By Paula Harrell
Both countries have shown the ability to accommodate and cooperate in the past. Can they do so again?
This year has seen a spate of retrospective analyses of the horrific war in Europe that began July 28 a century ago, so named the Great War for its unprecedented scale, death count, and destabilizing aftershocks reverberating as far as Asia. How this could have happened, should Britain have entered the war at all, and what was the ultimate meaning of the war are still the stuff of intense controversy and debate. The Britain-Japan-China part of the story, a sidelight to the war engulfing Europe, has gotten less attention. Yet it, too, begs for further explanation of policy choices and cascading consequences that led to a disastrous turn in East Asian politics in the decades to follow.

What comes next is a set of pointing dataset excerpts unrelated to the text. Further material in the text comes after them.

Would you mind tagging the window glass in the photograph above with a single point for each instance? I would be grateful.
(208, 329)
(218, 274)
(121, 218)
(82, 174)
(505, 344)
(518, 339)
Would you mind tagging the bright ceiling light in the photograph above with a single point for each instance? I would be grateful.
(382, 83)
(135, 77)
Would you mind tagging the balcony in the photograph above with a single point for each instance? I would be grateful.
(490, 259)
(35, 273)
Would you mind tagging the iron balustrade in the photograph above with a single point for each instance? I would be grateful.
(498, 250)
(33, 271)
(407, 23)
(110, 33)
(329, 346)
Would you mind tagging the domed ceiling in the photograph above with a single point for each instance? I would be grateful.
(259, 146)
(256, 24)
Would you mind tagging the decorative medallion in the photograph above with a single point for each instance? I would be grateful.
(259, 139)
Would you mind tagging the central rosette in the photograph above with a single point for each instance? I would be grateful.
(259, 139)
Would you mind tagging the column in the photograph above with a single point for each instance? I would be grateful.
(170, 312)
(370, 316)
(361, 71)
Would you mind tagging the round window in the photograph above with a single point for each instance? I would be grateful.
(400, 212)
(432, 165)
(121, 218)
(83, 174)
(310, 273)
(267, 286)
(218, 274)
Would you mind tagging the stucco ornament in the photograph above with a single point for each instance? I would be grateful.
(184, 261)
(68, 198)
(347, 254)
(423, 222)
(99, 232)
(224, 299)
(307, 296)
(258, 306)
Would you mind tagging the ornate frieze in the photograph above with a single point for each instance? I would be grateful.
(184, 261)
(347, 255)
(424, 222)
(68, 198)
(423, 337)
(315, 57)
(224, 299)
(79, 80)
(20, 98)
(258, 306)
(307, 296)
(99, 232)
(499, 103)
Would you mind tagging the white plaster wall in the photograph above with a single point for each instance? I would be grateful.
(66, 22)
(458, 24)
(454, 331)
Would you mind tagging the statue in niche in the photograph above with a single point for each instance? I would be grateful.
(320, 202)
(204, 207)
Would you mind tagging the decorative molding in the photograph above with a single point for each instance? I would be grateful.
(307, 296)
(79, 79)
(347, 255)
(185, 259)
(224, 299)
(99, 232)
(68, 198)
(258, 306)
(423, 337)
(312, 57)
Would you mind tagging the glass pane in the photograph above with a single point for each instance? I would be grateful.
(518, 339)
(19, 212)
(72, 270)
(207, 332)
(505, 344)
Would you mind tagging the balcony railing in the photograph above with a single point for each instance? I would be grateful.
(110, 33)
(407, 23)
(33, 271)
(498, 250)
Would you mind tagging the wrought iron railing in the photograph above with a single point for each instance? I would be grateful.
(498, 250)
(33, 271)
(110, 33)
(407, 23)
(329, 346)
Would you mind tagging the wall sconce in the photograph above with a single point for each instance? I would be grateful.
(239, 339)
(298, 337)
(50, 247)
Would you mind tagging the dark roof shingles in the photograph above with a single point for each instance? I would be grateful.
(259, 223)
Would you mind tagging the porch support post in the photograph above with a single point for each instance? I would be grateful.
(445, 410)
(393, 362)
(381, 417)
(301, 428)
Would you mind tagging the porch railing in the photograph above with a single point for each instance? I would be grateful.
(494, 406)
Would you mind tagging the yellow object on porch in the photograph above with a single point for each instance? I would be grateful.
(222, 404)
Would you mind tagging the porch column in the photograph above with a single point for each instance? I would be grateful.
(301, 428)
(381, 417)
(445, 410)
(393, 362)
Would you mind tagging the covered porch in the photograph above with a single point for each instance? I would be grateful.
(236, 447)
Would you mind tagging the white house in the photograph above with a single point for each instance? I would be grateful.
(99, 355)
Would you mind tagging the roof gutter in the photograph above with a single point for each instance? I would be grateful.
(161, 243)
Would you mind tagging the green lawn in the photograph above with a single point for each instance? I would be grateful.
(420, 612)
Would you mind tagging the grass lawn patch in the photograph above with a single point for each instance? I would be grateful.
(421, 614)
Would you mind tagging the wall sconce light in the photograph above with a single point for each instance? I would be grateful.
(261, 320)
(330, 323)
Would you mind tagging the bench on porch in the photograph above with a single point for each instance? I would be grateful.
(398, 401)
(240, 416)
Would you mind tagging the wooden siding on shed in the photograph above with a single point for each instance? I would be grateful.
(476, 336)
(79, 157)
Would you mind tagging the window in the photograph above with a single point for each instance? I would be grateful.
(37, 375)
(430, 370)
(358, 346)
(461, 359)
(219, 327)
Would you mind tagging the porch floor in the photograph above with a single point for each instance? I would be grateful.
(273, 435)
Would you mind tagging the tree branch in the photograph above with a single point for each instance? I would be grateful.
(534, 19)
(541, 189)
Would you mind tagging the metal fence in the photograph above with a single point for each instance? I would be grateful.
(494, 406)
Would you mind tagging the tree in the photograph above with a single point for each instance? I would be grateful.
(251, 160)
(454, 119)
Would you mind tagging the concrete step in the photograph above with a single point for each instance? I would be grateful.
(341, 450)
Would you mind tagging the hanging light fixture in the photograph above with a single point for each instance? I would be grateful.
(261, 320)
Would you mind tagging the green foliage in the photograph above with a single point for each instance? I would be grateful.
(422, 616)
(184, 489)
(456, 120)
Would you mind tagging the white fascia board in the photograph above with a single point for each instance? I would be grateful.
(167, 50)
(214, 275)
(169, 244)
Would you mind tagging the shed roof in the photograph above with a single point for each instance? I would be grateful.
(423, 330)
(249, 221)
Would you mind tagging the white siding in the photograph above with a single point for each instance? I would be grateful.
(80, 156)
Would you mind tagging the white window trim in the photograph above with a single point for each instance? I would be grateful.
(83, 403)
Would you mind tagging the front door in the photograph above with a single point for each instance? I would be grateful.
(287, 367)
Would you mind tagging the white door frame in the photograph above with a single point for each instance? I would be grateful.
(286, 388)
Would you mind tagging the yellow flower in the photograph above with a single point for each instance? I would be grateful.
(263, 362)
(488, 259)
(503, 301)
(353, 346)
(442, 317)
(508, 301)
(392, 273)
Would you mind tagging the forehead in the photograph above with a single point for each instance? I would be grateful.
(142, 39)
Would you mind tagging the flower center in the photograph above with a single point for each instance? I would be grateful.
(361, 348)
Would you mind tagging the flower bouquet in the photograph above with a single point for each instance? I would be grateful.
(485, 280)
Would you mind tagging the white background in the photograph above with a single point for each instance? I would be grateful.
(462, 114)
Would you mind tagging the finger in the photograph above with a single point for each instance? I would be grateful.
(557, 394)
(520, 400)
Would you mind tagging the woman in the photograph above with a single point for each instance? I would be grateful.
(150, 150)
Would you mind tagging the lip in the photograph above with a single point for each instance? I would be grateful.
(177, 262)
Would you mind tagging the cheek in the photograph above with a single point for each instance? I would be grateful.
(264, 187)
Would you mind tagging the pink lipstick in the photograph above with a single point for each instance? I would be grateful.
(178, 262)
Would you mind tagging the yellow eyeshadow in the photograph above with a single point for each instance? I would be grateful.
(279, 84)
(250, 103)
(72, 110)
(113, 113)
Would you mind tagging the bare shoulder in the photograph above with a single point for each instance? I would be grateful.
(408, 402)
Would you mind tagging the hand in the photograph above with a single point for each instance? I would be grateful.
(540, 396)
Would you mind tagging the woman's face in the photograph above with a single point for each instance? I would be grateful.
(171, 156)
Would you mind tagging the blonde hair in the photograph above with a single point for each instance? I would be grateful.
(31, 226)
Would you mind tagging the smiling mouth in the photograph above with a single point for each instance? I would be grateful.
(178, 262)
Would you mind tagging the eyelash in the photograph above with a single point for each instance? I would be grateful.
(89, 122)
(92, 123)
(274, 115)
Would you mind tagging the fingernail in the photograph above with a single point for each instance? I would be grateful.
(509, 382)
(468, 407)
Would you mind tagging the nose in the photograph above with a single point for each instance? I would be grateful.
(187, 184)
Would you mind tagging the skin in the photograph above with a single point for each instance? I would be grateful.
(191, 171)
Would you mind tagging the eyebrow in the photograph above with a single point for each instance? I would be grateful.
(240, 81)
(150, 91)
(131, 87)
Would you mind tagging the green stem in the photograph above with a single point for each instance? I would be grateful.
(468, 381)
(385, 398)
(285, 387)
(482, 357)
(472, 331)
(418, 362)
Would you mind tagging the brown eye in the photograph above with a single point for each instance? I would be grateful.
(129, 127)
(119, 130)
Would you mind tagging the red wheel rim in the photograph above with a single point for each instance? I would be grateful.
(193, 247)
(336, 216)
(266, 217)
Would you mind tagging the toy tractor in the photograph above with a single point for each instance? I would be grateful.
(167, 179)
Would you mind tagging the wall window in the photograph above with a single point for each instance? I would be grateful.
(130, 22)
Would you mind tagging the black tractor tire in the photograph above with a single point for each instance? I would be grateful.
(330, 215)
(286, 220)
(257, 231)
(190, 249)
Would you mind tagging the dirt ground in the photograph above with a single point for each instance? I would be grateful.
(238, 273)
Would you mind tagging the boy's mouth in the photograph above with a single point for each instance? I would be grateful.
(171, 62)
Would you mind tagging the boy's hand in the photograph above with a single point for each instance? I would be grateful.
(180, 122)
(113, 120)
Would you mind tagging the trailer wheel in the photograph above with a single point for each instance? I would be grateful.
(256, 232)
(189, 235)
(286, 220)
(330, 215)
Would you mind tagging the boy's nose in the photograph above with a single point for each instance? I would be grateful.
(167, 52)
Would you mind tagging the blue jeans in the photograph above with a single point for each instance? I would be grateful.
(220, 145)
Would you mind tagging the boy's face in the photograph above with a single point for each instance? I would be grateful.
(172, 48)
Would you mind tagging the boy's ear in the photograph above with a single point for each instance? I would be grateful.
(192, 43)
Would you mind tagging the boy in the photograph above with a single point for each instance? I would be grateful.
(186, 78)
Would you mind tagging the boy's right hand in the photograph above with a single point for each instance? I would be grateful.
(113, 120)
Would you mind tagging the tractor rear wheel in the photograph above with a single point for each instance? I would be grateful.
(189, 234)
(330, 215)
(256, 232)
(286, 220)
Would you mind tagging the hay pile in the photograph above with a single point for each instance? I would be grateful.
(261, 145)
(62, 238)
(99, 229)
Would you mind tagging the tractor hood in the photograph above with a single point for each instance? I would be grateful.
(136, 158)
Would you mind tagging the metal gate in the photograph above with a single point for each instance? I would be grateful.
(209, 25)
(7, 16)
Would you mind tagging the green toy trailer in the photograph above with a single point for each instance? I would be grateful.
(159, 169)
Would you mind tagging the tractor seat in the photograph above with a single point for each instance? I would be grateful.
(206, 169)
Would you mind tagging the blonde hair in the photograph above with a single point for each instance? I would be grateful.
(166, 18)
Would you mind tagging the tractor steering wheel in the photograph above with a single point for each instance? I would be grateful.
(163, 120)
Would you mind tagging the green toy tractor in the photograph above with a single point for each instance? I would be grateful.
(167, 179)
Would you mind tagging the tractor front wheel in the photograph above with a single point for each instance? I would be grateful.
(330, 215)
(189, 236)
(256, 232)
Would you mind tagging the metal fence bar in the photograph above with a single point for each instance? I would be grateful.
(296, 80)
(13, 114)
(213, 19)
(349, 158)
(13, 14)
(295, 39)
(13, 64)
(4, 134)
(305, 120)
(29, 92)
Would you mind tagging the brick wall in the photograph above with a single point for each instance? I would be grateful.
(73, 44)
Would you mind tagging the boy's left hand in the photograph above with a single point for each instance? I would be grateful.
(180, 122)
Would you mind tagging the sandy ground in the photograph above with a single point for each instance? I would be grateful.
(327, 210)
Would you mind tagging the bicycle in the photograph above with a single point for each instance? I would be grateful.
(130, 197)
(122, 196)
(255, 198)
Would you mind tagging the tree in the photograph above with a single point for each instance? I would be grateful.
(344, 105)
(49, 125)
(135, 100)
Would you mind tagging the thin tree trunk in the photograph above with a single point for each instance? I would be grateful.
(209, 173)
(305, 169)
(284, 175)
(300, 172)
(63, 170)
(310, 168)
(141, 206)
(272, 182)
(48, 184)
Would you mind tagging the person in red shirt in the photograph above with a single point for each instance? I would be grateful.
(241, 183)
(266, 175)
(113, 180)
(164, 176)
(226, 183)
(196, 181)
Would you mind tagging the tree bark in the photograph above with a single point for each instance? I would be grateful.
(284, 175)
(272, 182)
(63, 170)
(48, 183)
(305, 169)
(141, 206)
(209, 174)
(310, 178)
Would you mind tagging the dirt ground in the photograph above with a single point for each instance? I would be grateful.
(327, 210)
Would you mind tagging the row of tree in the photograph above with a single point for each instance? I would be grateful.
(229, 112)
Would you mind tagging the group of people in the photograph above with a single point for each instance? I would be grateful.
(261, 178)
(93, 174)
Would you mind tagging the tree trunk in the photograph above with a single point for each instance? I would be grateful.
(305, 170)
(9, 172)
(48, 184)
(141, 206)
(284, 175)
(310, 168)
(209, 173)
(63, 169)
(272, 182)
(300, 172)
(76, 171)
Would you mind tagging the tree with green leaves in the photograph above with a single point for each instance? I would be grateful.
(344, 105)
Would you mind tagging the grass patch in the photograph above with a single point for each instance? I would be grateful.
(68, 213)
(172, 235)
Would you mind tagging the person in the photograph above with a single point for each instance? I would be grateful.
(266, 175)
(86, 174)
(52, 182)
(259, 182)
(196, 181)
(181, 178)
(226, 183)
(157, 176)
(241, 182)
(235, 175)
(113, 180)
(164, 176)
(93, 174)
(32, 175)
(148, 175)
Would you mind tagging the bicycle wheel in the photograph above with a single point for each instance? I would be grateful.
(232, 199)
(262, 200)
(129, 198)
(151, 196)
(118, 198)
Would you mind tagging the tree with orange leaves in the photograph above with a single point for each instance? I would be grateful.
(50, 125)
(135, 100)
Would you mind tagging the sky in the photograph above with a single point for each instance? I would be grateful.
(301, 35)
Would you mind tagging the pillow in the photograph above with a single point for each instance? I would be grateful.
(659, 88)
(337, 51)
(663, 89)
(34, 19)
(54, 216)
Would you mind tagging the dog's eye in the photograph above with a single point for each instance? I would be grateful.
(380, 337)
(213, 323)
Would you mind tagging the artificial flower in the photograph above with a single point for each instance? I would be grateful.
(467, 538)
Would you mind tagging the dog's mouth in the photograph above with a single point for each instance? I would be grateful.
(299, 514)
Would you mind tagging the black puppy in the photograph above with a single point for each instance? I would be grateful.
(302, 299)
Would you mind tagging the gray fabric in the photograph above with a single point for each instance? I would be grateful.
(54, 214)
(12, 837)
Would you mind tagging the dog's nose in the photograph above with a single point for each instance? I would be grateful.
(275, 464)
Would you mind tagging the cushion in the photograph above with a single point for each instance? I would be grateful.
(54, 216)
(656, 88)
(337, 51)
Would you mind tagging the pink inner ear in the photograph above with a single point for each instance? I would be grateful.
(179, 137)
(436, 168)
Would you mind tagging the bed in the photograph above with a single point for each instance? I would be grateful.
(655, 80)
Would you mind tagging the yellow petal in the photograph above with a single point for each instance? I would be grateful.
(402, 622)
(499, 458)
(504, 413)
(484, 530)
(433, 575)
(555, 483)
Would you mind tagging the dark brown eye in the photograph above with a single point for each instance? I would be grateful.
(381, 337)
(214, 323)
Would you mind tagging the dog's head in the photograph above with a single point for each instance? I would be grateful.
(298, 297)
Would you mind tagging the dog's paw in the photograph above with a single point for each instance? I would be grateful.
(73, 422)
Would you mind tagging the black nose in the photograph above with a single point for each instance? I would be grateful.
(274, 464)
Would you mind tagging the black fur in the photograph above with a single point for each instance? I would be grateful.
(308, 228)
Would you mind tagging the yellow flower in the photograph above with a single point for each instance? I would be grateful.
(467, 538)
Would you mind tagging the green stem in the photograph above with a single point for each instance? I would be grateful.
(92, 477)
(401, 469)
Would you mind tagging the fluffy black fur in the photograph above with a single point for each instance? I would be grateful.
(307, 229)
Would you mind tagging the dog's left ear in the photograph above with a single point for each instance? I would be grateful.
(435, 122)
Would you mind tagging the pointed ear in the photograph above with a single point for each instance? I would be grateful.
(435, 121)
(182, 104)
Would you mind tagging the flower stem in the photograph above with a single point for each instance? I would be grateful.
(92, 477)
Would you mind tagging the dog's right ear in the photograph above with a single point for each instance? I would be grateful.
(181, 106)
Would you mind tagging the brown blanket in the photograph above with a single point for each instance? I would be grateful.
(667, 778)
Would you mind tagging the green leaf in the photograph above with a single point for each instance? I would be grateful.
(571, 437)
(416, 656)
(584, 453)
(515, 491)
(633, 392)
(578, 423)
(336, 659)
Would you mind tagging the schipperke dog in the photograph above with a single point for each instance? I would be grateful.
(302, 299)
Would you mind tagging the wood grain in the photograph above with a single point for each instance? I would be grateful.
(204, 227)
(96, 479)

Britain and Japan in 1914 were linked by treaty obligations under the Anglo-Japanese Alliance (1902-1923), the first-ever reciprocal agreement between a Western and an Asian power. The relationship was already showing signs of strain, chiefly over access to the vast China market, but growing distrust took second place to immediate political calculations: for Britain, the promise of Japanese assistance to counter German naval power in the Pacific, on Japan’s part, assurances of British support in the takeover of German-leased territory in China. On these terms, Japan declared war on Germany just a few weeks after Britain decided to intervene on the side of France and Russia in early August. The payoff to Britain from its Asian ally came not in the Pacific but in the Mediterranean, where in 1917 Japanese destroyers provided protection to British merchant shipping. Japan reaped its reward in 1919 when the dealmakers at the Versailles Peace Conference recognized Japan’s claims to former German holdings in China, news that triggered widespread Chinese protests in early May. Indeed, in China May 7 became popularly known as “National Humiliation Day.”